I think most people and everyone who reads my blog is familiar with the phone support scams that are common nowadays. There’s the “we are Microsoft support and have found a problem with your PC”, the “we are from your ISP and want to warn you that your Internet access will be cut off”, and the “here’s the bill for something expensive and we need you to confirm whether you want to pay”.
Most people hang up when scammers call them and don’t call them back. But I like to talk to them. I review the quality of their criminal enterprise and tell them that I expect better quality criminals to call me. I ask them if they are proud to be criminals and if their parents would be proud of them. I ask them if they are paid well to be a criminal. Usually they just hang up and on one occasion the criminal told me to “get lost” before hanging up.
Today I got a spam message telling me to phone +61-2-8006-7237 about an invoice for Norton “Software Enhancer” and “Firewall Defender” if I wanted to dispute it. It was interesting that they had an invoice number in the email which they asked me for when I called, at the time I didn’t think to make up an invoice number with the same format to determine if they were actually looking it up, in retrospect I should have used a random 9 digit number to determine if they had a database for this.
On the first call they just hung up on me. The second call they told me “you won’t save anyone” before hanging up. The third call I got on to a friendly and talkative guy who told me that he was making good money being a criminal. I asked if he was in India or Australia (both guys had accents from the Indian subcontinent), he said he was in Pakistan. He said that he made good money by Pakistani standards as $1 Australian is over 100 Pakistani Rupees. He asked me if I’d like to work for him, I said that I make good money doing legal things, he said that if I have so much money I could send him some. ;) He also offered to take me on a tour of Islamabad if I visited, this could have been a genuine offer to have a friendly meeting with someone from the opposite site of computer security or an attempt at kidnap for ransom. He didn’t address my question about whether the local authorities would be interested in his work, presumably he thinks that a combination of local authorities not caring much and the difficulty of tracking international crime makes him safe.
It was an interesting conversation, I encourage everyone to chat to such criminals. They are right that you won’t save anyone. But you can have some fun and occasionally learn some interesting things.
Don’t do this.

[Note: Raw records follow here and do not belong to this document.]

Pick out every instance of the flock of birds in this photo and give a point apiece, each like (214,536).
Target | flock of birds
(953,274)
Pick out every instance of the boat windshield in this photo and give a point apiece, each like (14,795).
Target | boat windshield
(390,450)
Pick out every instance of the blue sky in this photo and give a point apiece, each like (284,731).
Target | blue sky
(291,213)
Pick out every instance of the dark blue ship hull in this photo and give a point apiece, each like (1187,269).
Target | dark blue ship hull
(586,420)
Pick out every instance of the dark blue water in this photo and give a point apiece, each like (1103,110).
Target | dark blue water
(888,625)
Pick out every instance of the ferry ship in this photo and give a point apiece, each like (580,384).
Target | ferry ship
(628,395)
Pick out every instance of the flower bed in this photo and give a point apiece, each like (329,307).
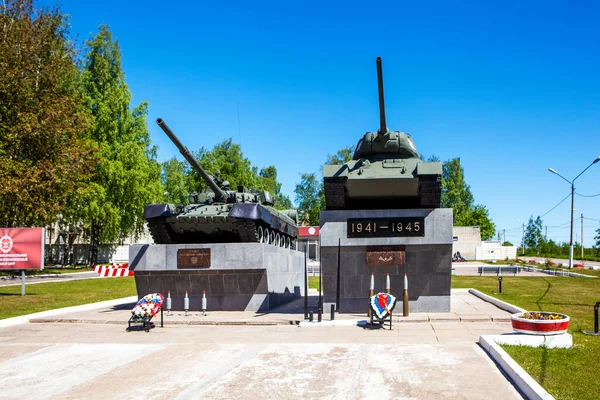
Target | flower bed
(540,323)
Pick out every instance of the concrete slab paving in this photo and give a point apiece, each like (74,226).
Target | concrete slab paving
(223,362)
(422,358)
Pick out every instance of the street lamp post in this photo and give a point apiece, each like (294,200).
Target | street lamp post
(572,183)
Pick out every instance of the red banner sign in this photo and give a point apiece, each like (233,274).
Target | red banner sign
(21,248)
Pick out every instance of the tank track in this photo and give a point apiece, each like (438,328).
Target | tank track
(430,191)
(248,232)
(160,231)
(335,193)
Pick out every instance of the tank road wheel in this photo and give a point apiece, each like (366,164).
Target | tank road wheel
(260,234)
(335,193)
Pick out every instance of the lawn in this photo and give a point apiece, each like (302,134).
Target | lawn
(47,296)
(48,271)
(564,373)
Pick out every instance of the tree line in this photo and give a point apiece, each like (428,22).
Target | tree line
(456,194)
(74,151)
(536,243)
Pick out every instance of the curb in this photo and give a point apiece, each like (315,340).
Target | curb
(157,322)
(498,303)
(50,313)
(522,380)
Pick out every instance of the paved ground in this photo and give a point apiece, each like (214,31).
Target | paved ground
(425,356)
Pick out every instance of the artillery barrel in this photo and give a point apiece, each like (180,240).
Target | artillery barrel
(382,124)
(220,195)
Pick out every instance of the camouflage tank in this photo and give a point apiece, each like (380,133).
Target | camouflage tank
(220,215)
(385,172)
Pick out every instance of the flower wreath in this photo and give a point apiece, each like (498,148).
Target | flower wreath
(147,307)
(382,304)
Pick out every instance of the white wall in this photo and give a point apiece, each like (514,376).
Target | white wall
(466,239)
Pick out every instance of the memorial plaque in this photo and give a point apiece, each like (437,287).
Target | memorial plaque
(386,227)
(385,255)
(193,258)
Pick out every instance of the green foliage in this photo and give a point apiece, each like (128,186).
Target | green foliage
(44,159)
(309,208)
(52,295)
(228,162)
(534,240)
(342,156)
(126,175)
(270,183)
(174,181)
(564,373)
(478,216)
(456,194)
(310,198)
(227,159)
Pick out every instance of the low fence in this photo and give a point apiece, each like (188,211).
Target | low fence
(56,254)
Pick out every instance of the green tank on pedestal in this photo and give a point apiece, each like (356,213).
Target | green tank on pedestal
(385,172)
(220,215)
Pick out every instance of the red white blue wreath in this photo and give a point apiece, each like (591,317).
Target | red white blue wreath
(382,304)
(147,307)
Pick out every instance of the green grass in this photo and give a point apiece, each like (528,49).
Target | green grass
(47,296)
(564,373)
(47,271)
(313,282)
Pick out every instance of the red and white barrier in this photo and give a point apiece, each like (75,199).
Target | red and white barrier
(113,270)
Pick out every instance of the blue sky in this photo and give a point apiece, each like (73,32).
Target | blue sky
(509,87)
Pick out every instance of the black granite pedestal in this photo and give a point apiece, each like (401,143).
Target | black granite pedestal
(426,259)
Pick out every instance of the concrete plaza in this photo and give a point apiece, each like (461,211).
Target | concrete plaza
(246,355)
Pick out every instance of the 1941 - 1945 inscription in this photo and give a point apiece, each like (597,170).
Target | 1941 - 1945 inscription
(193,258)
(386,227)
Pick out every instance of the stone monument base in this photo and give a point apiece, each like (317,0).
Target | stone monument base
(235,276)
(426,260)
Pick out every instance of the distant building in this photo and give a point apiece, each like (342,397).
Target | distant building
(467,241)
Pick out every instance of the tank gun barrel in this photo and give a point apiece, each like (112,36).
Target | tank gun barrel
(382,123)
(220,195)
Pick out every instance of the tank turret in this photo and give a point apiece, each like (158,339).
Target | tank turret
(220,194)
(385,171)
(219,214)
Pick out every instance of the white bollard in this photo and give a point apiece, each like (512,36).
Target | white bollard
(168,302)
(387,283)
(186,303)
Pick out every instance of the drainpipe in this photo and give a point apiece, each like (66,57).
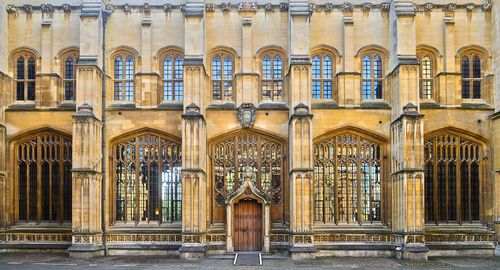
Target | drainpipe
(105,14)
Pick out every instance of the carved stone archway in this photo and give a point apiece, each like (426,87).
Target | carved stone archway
(248,189)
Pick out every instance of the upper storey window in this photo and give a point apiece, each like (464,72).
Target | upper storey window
(70,77)
(173,84)
(372,76)
(322,76)
(124,77)
(472,76)
(25,77)
(222,77)
(272,77)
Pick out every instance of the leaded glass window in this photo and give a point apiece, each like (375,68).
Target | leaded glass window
(347,179)
(452,178)
(43,173)
(272,77)
(147,179)
(322,76)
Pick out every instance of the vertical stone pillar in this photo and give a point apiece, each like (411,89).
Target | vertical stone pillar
(407,142)
(87,131)
(299,132)
(194,195)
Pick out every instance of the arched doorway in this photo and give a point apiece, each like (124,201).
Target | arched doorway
(247,225)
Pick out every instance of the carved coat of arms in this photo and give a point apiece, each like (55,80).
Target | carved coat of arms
(246,115)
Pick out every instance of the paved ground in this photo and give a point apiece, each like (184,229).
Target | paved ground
(45,261)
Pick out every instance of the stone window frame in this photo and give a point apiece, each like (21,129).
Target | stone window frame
(272,52)
(173,52)
(372,138)
(27,53)
(45,137)
(466,140)
(223,52)
(335,60)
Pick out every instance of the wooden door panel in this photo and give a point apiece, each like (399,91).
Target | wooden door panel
(247,226)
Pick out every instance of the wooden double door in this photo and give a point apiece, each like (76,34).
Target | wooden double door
(247,226)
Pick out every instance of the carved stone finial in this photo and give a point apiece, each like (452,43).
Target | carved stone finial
(328,7)
(367,6)
(126,8)
(28,8)
(346,7)
(268,7)
(283,6)
(428,6)
(11,9)
(66,8)
(385,6)
(147,8)
(225,6)
(210,7)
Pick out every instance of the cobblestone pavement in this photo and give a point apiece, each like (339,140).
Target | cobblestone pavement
(48,261)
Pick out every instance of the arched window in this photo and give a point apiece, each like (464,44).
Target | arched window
(69,77)
(173,75)
(347,179)
(272,77)
(322,76)
(124,77)
(222,77)
(147,178)
(472,75)
(232,154)
(43,173)
(426,74)
(25,77)
(372,76)
(452,176)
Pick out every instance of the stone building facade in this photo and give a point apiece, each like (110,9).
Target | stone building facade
(311,128)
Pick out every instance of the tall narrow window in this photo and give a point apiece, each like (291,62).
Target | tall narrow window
(222,78)
(173,84)
(147,174)
(272,78)
(25,77)
(322,80)
(472,76)
(44,178)
(372,76)
(347,179)
(69,78)
(426,75)
(452,179)
(124,78)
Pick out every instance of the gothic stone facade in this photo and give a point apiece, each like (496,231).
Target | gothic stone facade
(312,128)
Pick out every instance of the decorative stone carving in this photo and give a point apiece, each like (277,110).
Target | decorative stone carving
(28,8)
(248,6)
(385,6)
(246,115)
(11,9)
(66,8)
(346,7)
(328,7)
(225,6)
(210,7)
(283,6)
(147,8)
(367,6)
(428,7)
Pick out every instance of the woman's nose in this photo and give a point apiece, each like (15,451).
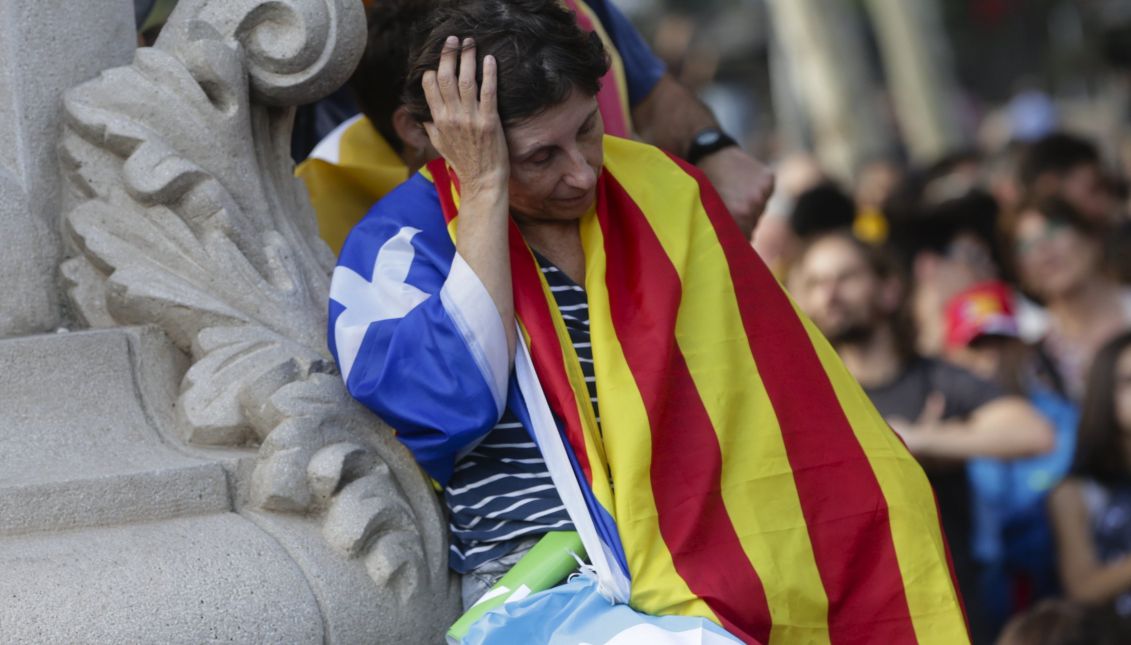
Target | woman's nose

There are precedents where criminals used parts of the recorded conversations to get past the victim’s bank’s interactive voice responder which uses speech recognition and voice-based authentication, without any humans involved.
It’s probably a good idea for people to avoid messing with criminals unless they know what they are doing. But I never phone my bank and I’m pretty sure they don’t have any record of my voice. I don’t think that phrases like “you aren’t a very good criminal” would be expected by the bank IVR.
Hello, Russel. I got your post from Planet Debian’s news subscription. Your words ” I review the quality of their criminal enterprise and tell them that I expect better quality criminals to call me” made my day in this difficult time I am experiencing right now. Thanks, this article is very amusing to me. Thank you for everything you did on Debian and The Linux Kernel.
Sincerely,
Ade Malsasa Akbar
Ade: Thanks for your nice comment. I’m glad you appreciate my work, although I hardly ever do kernel stuff and most kernel stuff I’ve done hasn’t been accepted upstream. The most significant kernel stuff I did was maintaining Debian kernel patch packages for SE Linux and some other security systems before they were accepted upstream so Debian users could more easily make their own patched kernels.